# Search's 30 second restriction



## lsp

I'm simply curious...

_Why_ are searches restricted to every 30 seconds? In a couple of searches this morning, when I got no results, I realized I misspelled a word or could have chosen a more specific parameter, so I quickly edited and re-submit, but each time I had to wait 30 seconds. 

Thanks in advance.


----------



## cuchuflete

Greetings Lsp,

I too was simply curious, never having encountered such a restriction.  I just did two totally distinct searches, about 5 seconds apart, with no difficulties.

Can you give the step-by-step process you used, and tell us what error message you received?

thanks,
cuchu


----------



## lsp

Thanks for replying, C. I used the Advanced Search. Do you need more detail?

This is the message:
This forum requires that you wait 30 seconds between searches. Please try again in 23 seconds.


----------



## Bienvenidos

I get the same message all the time. Maybe since you're a moderator, Cuchu, you have no search restrictions?

*Bien*


----------



## cuchuflete

That may well be the case.  I'll try it with a forero identity.
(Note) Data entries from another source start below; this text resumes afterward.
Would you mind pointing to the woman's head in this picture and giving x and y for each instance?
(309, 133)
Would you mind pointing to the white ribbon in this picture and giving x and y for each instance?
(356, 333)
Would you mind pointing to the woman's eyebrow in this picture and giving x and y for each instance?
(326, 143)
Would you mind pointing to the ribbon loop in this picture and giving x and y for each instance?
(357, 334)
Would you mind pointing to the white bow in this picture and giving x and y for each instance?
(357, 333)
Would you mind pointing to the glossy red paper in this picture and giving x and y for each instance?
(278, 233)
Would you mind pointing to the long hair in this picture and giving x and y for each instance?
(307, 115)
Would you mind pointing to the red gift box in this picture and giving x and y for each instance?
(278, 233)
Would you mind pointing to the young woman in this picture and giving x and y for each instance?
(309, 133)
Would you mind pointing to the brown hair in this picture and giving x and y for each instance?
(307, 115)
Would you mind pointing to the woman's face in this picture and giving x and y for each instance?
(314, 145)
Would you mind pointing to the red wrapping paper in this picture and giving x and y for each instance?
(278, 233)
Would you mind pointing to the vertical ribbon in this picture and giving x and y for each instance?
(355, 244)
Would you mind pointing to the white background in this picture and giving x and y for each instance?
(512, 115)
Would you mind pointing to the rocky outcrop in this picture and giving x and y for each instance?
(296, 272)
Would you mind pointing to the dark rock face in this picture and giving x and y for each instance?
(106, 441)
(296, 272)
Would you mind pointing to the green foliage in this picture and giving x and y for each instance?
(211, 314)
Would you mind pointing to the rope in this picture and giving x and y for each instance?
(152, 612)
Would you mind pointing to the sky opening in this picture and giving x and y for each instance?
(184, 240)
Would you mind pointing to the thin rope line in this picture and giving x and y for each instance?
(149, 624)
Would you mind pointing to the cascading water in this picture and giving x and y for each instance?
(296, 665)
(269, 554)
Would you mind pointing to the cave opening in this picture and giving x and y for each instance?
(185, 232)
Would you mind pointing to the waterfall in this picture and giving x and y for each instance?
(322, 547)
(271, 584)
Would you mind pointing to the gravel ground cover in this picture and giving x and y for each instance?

Top of head guess:  The advanced searches are potentially cpu intensive.  Mike may have changed the configuration to reduce the load on the old server, and then consciously or unconciously not changed it when the new one was installed.

That's just a guess.  

I'll get back to you with more fact when I have it.

Thanks for the alert,
cuchu


PS- You were correct about mod and forero responses being different.  I just got the "please wait 19 seconds" screen.  Is this a major problem, or just small nuisance value?


----------



## Jana337

cuchuflete said:
			
		

> That may well be the case.  I'll try it with a forero identity.
> 
> Top of head guess:  The advanced searches are potentially cpu intensive.  Mike may have changed the configuration to reduce the load on the old server, and then consciously or unconciously not changed it when the new one was installed.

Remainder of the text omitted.